On the day of the flight, JingJing initially took overhead video of the entire site to get a better assessment of where the slope had failed and make sure there was no further risk in adjacent areas. She then gathered survey data with the drone to do cross sections and 3D modelling of the slide site.

“The drone gathered the intel we needed to produce a very fulsome 3D model that showed exactly the shape and retrogression of the problem area. That was so helpful for us in deciding how to rebuild and re-establish the slope,” says Grant.

He adds that historically, a landslide of this significance would be dangerous to investigate. “In my day in the geotechnical engineering field landslides like this would have a much higher level of personal risk in investigating. But the drone was able to provide much more detailed technical information in a much safer fashion.”

Seeing is Believing

Within 24 hours of producing the viewable format, the team was able to take the footage to the District Operational Manager and Mayor and Council of Peachland to show them visually what the problems and solutions were.

“They were nothing short of amazed at the quality of the work and the technical information.
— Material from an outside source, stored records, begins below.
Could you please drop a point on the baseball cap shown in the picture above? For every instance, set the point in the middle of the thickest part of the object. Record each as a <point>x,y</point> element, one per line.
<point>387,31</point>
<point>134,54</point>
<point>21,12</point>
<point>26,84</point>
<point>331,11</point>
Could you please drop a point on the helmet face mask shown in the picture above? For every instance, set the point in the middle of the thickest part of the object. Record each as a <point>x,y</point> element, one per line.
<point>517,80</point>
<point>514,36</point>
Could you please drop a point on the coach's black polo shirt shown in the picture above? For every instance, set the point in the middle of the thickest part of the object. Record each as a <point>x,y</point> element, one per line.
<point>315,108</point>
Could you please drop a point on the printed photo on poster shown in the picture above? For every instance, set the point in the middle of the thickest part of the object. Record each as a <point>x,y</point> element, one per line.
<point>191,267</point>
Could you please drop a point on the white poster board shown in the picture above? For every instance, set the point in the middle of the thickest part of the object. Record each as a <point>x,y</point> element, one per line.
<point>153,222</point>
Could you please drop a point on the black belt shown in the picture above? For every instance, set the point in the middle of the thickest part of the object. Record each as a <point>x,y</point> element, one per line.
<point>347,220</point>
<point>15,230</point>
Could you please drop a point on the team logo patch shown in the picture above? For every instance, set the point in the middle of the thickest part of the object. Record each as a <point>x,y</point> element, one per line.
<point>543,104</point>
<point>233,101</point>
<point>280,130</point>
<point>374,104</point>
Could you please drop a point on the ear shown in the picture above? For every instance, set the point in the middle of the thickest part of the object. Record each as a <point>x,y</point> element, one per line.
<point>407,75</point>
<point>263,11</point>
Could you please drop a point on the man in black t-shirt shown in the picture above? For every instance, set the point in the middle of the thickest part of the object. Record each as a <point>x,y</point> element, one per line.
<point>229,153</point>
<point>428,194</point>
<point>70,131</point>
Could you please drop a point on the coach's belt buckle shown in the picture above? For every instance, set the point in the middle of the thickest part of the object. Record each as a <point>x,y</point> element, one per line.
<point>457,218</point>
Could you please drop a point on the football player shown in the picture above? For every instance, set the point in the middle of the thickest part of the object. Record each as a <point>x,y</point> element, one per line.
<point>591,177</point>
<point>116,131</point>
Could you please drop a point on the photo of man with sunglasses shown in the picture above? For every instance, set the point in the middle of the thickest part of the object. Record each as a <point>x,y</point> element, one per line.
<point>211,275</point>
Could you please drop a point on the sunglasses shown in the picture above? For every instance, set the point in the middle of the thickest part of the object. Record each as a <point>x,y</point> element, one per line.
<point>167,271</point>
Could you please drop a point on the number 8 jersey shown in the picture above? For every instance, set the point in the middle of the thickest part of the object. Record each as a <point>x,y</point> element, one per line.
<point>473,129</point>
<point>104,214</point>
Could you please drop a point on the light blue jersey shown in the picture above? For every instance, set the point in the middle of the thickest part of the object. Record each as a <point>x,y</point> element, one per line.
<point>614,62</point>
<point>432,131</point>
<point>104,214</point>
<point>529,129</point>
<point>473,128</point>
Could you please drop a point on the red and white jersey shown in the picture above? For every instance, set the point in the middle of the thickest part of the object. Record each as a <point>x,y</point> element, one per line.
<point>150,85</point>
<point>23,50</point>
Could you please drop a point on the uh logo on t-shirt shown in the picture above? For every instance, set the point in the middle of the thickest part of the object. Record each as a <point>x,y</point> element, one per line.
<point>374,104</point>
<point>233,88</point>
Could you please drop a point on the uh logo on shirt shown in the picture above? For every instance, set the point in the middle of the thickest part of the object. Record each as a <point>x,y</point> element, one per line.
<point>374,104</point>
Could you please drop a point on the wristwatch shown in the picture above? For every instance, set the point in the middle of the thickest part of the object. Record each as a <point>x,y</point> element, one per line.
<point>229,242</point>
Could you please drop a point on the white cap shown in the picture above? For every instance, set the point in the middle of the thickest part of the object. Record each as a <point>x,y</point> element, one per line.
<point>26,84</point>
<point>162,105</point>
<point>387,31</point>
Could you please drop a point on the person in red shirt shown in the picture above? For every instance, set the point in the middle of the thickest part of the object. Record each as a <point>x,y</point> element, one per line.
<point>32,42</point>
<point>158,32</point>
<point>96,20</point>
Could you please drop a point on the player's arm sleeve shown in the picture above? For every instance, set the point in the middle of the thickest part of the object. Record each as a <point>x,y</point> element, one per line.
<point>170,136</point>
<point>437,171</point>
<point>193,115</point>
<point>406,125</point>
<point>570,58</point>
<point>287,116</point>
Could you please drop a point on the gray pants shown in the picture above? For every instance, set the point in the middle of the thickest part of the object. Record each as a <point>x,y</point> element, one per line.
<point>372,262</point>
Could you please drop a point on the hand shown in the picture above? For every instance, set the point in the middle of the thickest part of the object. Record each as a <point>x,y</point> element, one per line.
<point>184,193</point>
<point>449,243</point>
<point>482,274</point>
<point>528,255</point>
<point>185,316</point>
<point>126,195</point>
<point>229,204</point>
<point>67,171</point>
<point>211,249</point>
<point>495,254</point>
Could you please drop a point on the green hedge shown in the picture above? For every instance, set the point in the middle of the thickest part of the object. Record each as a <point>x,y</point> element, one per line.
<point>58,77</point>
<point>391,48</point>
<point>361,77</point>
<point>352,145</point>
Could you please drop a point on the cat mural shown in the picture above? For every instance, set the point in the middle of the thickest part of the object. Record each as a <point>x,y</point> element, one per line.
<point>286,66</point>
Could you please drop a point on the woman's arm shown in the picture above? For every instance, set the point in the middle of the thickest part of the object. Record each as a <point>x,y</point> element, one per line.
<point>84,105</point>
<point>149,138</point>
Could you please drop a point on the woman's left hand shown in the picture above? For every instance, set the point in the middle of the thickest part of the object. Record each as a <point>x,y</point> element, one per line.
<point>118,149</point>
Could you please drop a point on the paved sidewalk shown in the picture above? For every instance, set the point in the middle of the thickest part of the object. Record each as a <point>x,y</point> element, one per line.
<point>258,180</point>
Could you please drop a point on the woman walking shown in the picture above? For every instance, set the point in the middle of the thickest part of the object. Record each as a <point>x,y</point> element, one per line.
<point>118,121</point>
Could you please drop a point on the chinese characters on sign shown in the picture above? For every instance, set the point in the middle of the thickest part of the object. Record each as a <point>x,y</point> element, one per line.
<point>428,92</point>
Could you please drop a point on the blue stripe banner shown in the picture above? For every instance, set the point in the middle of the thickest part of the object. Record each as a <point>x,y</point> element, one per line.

The fact that we could move that 3D model around visually on a screen and show magnitude and contributing factors of the slide and magnitude of work in recovery phase—they were absolutely thrilled with what we produced and also with the cost, which was very reasonable.”

Jingjing says one of the most interesting parts of this project was the opportunity to demonstrate the quality of the work, and let clients see that UAV is not only about taking good looking aerial images.

“We can do so much with this tool. 3D modelling, Orthomosaic, cross sections, contours, volume calculation, 4K video, and a lot of other things. It is very exciting thinking about the fact that the data we were able to deliver within such short turnaround time and play a significant role in making a million-dollar decision. It is a perfect example to show off the power of accurate geospatial data.”

Grant echoes her statements, and says that this project showed that drone work is an area of great opportunity for Urban Systems. “We are excited to pursue this and offer it as a service to many other clients as we go forward.”

View a 3D Model of the Peachland landslide.

View other 3D models on our Urban Systems profile

Thanks to the information gleaned from the drone, a business case was created to present to Emergency Management British Columbia. There were great visuals of the geo-hazard site and what happened as well as the nature of the response and recovery phase. As a result they approved their participation in the response and prepared to consider contributing funds up to 80% of the recovery phase of rebuilding, which is huge for Peachland, small community with a limited operating budget.

Look up.. up..up..The future looks bright for drones at Urban.